The scaling him with chairs for ladders to dive into his
pockets, despoil him of brown-paper parcels, hold on tight
by his cravat, hug him round his neck, pommel his back,
and kick his legs in irrepressible affection! The shouts of
wonder and delight with which the development of every
package was received! The terrible announcement that the
baby had been taken in the act of putting a doll’s frying-pan
into his mouth, and was more than suspected of having
swallowed a fictitious turkey, glued on a wooden platter!
The immense relief of finding this a false alarm! The joy,
and gratitude, and ecstasy! They are all indescribable alike.
It is enough that by degrees the children and their emotions
got out of the parlour, and by one stair at a time, up to the
top of the house; where they went to bed, and so subsided.
And now Scrooge looked on more attentively than ever,
when the master of the house, having his daughter leaning
fondly on him, sat down with her and her mother at his
own fireside; and when he thought that such another
creature, quite as graceful and as full of promise, might
have called him father, and been a spring-time in the
haggard winter of his life, his sight grew very dim indeed.

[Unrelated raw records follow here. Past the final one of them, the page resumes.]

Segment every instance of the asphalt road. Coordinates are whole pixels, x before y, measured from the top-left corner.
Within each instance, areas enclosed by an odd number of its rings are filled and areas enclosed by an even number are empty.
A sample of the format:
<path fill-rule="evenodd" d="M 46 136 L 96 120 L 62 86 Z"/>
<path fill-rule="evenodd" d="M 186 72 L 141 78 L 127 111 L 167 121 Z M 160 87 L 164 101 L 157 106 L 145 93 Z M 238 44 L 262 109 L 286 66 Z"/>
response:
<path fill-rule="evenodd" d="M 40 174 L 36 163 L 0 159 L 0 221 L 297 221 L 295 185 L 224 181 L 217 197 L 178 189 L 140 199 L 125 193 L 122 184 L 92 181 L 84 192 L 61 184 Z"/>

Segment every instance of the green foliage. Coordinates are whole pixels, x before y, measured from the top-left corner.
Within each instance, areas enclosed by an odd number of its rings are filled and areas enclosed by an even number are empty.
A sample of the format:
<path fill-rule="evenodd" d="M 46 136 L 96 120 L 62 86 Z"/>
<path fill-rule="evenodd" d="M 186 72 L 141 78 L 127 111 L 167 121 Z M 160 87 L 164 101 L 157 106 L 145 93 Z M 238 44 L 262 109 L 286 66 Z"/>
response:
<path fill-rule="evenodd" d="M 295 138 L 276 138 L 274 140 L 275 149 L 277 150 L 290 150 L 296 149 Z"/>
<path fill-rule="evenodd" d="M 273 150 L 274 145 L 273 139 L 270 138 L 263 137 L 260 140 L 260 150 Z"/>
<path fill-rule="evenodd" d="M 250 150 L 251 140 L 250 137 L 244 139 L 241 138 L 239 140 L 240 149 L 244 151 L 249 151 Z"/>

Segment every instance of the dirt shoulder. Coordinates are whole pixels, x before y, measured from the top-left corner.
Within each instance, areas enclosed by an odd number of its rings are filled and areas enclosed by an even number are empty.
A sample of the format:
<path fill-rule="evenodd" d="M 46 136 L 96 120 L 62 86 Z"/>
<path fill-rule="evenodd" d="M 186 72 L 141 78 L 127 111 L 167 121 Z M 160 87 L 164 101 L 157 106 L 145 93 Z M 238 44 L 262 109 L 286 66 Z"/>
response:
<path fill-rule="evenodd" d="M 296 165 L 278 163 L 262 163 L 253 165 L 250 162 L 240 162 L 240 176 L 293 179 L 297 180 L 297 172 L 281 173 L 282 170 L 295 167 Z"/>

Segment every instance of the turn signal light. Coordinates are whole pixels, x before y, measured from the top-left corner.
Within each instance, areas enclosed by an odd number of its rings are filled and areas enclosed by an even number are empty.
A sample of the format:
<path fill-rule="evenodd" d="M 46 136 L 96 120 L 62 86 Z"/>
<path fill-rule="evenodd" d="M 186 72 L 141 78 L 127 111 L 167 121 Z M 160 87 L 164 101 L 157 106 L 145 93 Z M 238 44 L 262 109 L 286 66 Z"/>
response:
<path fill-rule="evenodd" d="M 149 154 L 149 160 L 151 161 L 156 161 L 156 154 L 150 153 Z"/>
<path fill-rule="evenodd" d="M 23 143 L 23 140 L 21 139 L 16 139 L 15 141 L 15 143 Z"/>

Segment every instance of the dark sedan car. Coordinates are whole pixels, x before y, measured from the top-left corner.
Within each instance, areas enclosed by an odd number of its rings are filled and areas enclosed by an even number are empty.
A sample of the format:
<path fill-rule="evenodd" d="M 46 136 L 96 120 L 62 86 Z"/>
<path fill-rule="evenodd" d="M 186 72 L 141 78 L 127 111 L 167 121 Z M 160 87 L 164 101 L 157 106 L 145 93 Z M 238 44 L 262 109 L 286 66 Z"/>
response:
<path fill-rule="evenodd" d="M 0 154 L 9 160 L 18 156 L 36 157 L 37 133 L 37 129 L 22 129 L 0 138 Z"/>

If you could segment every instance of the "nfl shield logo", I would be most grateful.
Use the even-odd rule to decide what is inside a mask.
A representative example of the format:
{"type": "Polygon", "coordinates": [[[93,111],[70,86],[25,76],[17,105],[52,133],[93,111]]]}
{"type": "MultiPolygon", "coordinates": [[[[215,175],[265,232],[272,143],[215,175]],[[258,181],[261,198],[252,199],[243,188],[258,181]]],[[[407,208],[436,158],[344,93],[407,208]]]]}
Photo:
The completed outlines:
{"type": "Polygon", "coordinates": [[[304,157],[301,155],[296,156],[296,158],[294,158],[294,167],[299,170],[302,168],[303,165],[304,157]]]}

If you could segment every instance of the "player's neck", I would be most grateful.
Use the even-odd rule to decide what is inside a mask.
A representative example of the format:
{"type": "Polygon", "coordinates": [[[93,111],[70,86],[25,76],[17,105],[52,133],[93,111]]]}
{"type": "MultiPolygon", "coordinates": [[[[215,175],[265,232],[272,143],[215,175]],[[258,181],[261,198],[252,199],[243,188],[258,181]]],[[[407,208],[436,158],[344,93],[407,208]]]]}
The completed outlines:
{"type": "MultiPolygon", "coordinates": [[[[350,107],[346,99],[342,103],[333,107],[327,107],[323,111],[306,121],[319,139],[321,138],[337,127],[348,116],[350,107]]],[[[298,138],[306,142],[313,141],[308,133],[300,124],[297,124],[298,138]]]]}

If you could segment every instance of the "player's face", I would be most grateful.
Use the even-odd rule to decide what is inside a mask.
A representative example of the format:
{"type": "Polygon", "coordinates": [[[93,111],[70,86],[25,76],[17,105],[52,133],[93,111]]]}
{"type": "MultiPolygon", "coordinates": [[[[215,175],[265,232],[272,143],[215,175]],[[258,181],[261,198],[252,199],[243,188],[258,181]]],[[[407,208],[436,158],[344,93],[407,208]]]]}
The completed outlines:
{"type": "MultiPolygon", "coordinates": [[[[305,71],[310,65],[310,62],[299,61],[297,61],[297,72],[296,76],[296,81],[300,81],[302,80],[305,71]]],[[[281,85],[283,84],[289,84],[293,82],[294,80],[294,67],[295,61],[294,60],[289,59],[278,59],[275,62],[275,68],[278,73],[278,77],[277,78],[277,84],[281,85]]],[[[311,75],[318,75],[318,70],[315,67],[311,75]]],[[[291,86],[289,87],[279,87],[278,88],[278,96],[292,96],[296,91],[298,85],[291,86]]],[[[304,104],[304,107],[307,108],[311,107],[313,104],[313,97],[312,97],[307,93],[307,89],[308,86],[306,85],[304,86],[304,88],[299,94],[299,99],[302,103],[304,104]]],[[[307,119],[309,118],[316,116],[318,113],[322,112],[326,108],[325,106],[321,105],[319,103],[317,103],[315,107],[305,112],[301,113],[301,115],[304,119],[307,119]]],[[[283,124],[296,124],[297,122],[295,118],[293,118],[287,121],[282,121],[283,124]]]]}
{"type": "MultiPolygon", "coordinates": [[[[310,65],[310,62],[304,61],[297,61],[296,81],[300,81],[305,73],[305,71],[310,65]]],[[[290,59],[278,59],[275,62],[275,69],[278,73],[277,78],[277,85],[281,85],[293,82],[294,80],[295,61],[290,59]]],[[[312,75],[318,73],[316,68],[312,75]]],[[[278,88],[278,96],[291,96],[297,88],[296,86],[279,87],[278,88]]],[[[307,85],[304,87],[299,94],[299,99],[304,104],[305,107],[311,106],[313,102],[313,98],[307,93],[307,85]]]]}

“Belle,” said the husband, turning to his wife with a
smile, “I saw an old friend of yours this afternoon.”
“Who was it?”
“How can I? Tut, don’t I know?” she added in the
same breath, laughing as he laughed. “Mr. Scrooge.”
“Mr. Scrooge it was. I passed his office window; and as
it was not shut up, and he had a candle inside, I could
scarcely help seeing him. His partner lies upon the point
of death, I hear; and there he sat alone. Quite alone in
the world, I do believe.”
“Spirit!” said Scrooge in a broken voice, “remove me
from this place.”
“I told you these were shadows of the things that have
been,” said the Ghost. “That they are what they are, do
not blame me!”
“Remove me!” Scrooge exclaimed, “I cannot bear it!”
He turned upon the Ghost, and seeing that it looked upon
him with a face, in which in some strange way there were
fragments of all the faces it had shown him, wrestled with it.
“Leave me! Take me back. Haunt me no longer!”
In the struggle, if that can be called a struggle in which
the Ghost with no visible resistance on its own part was
undisturbed by any effort of its adversary, Scrooge observed
that its light was burning high and bright; and dimly
connecting that with its influence over him, he seized the
extinguisher-cap, and by a sudden action pressed it down
upon its head.
The Spirit dropped beneath it, so that the extinguisher
covered its whole form; but though Scrooge pressed it down
with all his force, he could not hide the light: which streamed
from under it, in an unbroken flood upon the ground.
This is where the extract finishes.